A SETTLEMENT has been reached between lay leaders of a church in Connecticut and their diocesan bishop, after almost 15 years of legal disputes.
The most recent legal battle began in 2017, when the wardens and members of the Vestry of St Paul’s, Darien, attempted to remove their Rector, Canon George Kovoor — a former Principal of Trinity College, Bristol, in the UK — after just months in post. He had sought to end the church’s delegated episcopal oversight and bring St Paul’s back under the oversight of the episcopal bishop, a move that members of the Vestry opposed. The former members were unable to accept the Episcopal Church’s direction on human sexuality, and refused to believe any assurances from the diocesan bishop.
The Bishop of Connecticut, Dr Ian Douglas, ordered the two sides to seek to reconcile, but the lay leaders refused to participate with the order, threatening to change the locks on the church to keep out the Bishop. St Paul’s was then put under the Bishop’s direct authority.
A lawsuit was submitted by the lay leaders against this move, followed by another seeking control of the property, but both were dismissed last year, although appeals were then lodged. In return, the Episcopal Church in the United States and the Episcopal Church in Connecticut (ECCT) sued the lay leaders for selling church property in violation of church canons.
A statement issued by the diocese this week, giving details of the settlement agreement, said: “Under the settlement agreement, St Paul’s Episcopal Church recovers control over the funds held in trust, and the former Wardens and Vestry members relinquish all claims to the property of St Paul’s Episcopal Church. The parties have withdrawn all of the pending matters, including the appeals. Further, the parties have mutually agreed not to sue each other in the future.
“The settlement recognizes that St Paul’s Episcopal Church in Darien continues as a Worshipping Community in ECCT. All accusations against the Rev. Canon George I. Kovoor have been withdrawn and his status as a priest in good standing in The Episcopal Church is unchallenged.”
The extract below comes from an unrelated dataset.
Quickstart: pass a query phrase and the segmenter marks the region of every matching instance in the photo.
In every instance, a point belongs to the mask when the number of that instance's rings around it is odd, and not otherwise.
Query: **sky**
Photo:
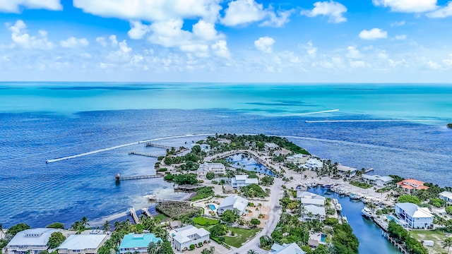
[[[452,1],[0,0],[0,80],[452,82]]]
The former lay leaders of St Paul’s have now established a new Christian community, the New St Paul’s Church, and up to 40 members have left the Episcopal Church.
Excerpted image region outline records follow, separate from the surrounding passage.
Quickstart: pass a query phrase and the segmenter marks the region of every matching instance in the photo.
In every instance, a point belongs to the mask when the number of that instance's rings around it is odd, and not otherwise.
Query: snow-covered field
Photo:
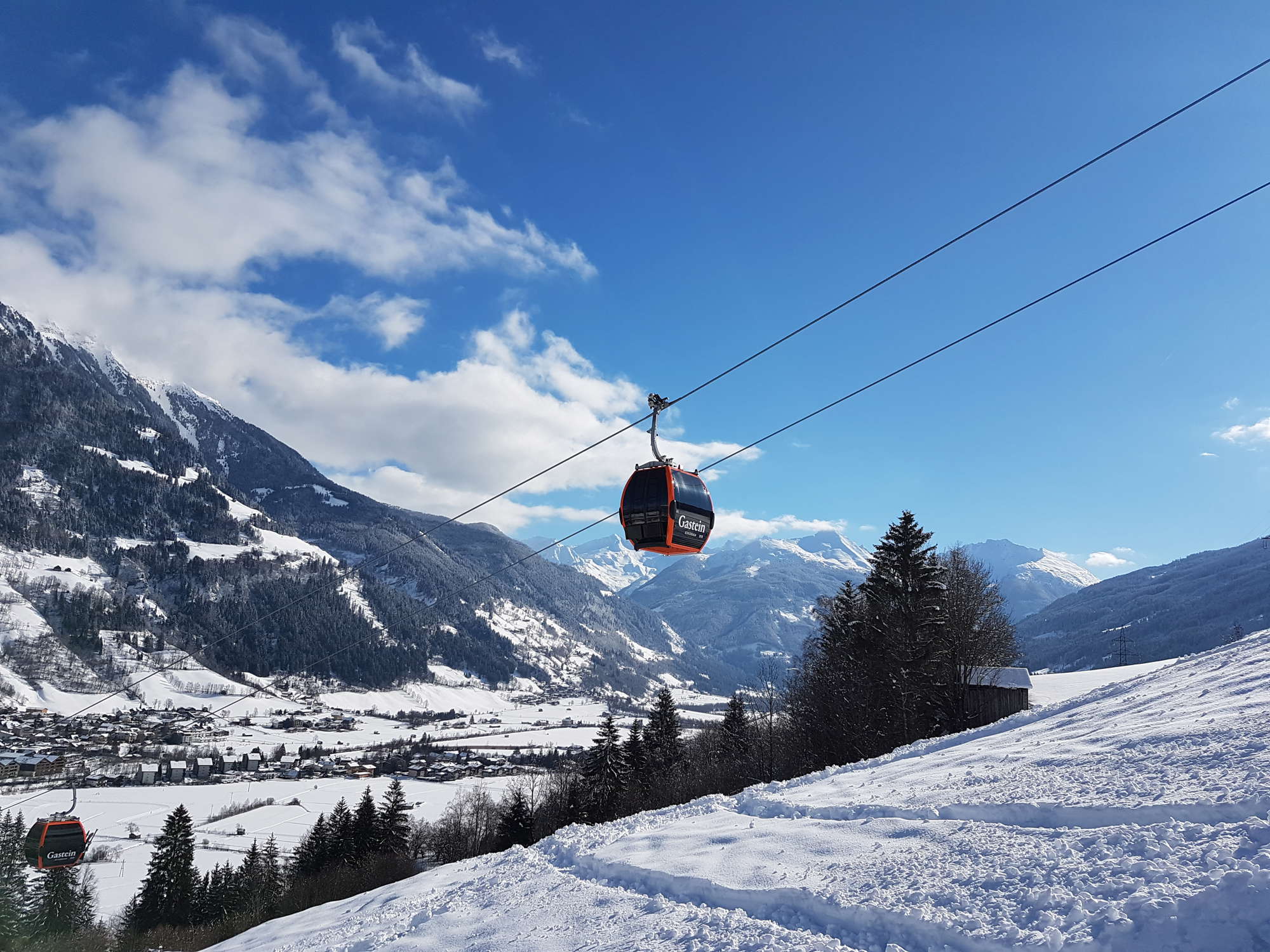
[[[212,786],[156,786],[94,788],[79,792],[76,815],[85,826],[95,831],[94,845],[113,847],[119,856],[108,863],[90,863],[86,868],[97,877],[98,908],[100,915],[109,918],[119,911],[132,899],[141,886],[150,862],[152,847],[145,838],[156,835],[163,829],[164,819],[178,803],[184,803],[194,820],[196,862],[199,869],[211,869],[226,861],[241,862],[243,852],[253,839],[262,845],[269,835],[278,838],[283,852],[290,852],[300,836],[307,830],[320,812],[330,812],[335,802],[344,797],[349,806],[356,806],[362,791],[370,786],[376,801],[382,798],[391,778],[376,777],[370,781],[318,779],[318,781],[259,781],[249,783],[220,783]],[[485,787],[491,796],[500,796],[511,778],[490,779],[465,778],[448,783],[432,783],[403,778],[406,802],[413,803],[410,815],[423,820],[436,820],[464,790]],[[245,803],[253,800],[274,798],[273,806],[262,806],[248,812],[208,823],[207,817],[216,810],[230,803]],[[6,801],[18,801],[20,795],[0,796],[0,812],[5,811]],[[288,806],[291,800],[300,800],[300,806]],[[69,793],[57,791],[20,807],[27,819],[32,820],[41,810],[65,810],[69,806]],[[137,825],[142,839],[128,839],[128,824]],[[236,834],[241,825],[245,833]],[[203,845],[203,840],[207,845]]]
[[[1033,689],[1029,699],[1033,707],[1046,707],[1063,701],[1071,701],[1104,684],[1115,684],[1120,680],[1129,680],[1140,674],[1158,671],[1167,668],[1177,659],[1170,658],[1165,661],[1143,661],[1142,664],[1125,664],[1119,668],[1095,668],[1091,671],[1063,671],[1062,674],[1034,674]]]
[[[1267,814],[1270,630],[876,760],[566,828],[216,948],[1264,949]]]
Dr Douglas said on Wednesday that the door was still open to reconciliation. “I feel no vindication here, only sadness, though I am glad we can now move forward.”
He said that part of his vocation and promise as bishop was to uphold the doctrine, discipline, and worship of the Episcopal Church, which he had done, al though he had sought to reconcile at every turn.
“Even to this day, if former members said they wanted to come back and begin reconciliation, I would engage in that conversation immediately.”
He praised Canon Kavoor, saying: “George Kavoor has been absolutely faithful at significant cost to himself.
“My prayer is that we all now move forward in God’s mission to restore and reconcile all people to unity with God and each other in Christ through the power of the Holy Spirit.”
He said that ECCT did not yet have a total figure for the cost of its legal bill for all the years of legal action.